No âmbito financeiro, foram ratificados acordos para facilitar a cobrança de impostos sobre contas estrangeiras (FATCA, em inglês) e sobre seguridade social, os quais podem abrir as portas para um acordo para anular a dupla taxação (BTT) e um acordo sobre investimentos (BIT). Tais desenvolvimentos mostram que, embora existam temas de desacordo, como fica evidente pela taxação e imposição de cotas sobre as exportações brasileiras de aço, o relacionamento Brasil-EUA aprofundou-se nos últimos anos, mesmo antes do impeachment de 2016.

Contudo, a deposição de Rousseff foi providencial aos EUA pois abriu caminho para a modificação da política regional brasileira, especialmente em relação à Venezuela. Esta é uma questão essencial, pois a situação política no país bolivariano tornou-se a prioridade dos EUA na América do Sul. Os EUA buscam uma mudança de regime e opõe-se veementemente à Nicolás Maduro. O governo Temer assumiu postura crítica frente ao país vizinho, tendo sido um dos protagonistas do Grupo de Lima, uma articulação ad-hoc que reúne países latino-americanos e é dedicada a criar pressões sobre o governo venezuelano. O grupo afirma que o regime bolivariano se tornou autoritário e demanda a realização de eleições livres, com presença de observadores internacionais. No que se refere a esse tema, as prováveis mudanças no governo Bolsonaro serão no sentido de intensificação das críticas, em convergência com os EUA.
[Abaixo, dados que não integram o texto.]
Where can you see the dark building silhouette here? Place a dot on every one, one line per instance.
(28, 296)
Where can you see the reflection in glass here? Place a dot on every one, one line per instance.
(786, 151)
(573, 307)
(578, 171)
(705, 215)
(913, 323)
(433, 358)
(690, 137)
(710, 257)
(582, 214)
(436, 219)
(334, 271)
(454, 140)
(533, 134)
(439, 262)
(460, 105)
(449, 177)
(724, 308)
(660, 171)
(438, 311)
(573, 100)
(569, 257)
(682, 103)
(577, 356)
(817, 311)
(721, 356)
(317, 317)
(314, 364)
A Política Externa dos EUA em relação à Venezuela tem se apresentado cada vez mais agressiva. Em Agosto de 2017, o presidente afirmou não descartar uma opção militar para resolver a situação no país bolivariano. Essa opção foi rechaçada inicialmente pelo Grupo de Lima. No entanto, após a eleição de Bolsonaro, circulou na imprensa a possibilidade de uma coalizão liderada pelo Brasil e pela Colômbia com o objetivo de mudança de regime na Venezuela. Posteriormente, os rumores foram negados.

Em mais uma sinalização da importância do tema, no dia 2 de novembro, o Conselheiro de Segurança Nacional dos EUA, John Bolton, apontou a contenção do autoritarismo como prioridade da política hemisférica da potência. Em seu diagnóstico, as Américas estariam marcadas pela existência de uma “troika das tiranias”, representada por Cuba, Nicarágua e Venezuela. De acordo com Bolton, “os Estados Unidos estão tomando medidas diretas contra os três regimes para defender o Estado de direito, a liberdade e a decência humana básica em nossa região”.

No mesmo discurso, Bolton afirmou que a eleição de Jair Bolsonaro é um sinal positivo e demonstra o crescente compromisso regional em temas como livre mercado, governança aberta e transparência. A declaração de Bolton contrasta com a retórica de Bolsonaro, o qual, quando candidato, exaltou a ditadura civil-militar que regeu o país de 1964 a 1985 e prometeu silenciar a oposição – que, em sua concepção, deveria ir para a cadeia ou deixar o país – entre outras manifestações antidemocráticas.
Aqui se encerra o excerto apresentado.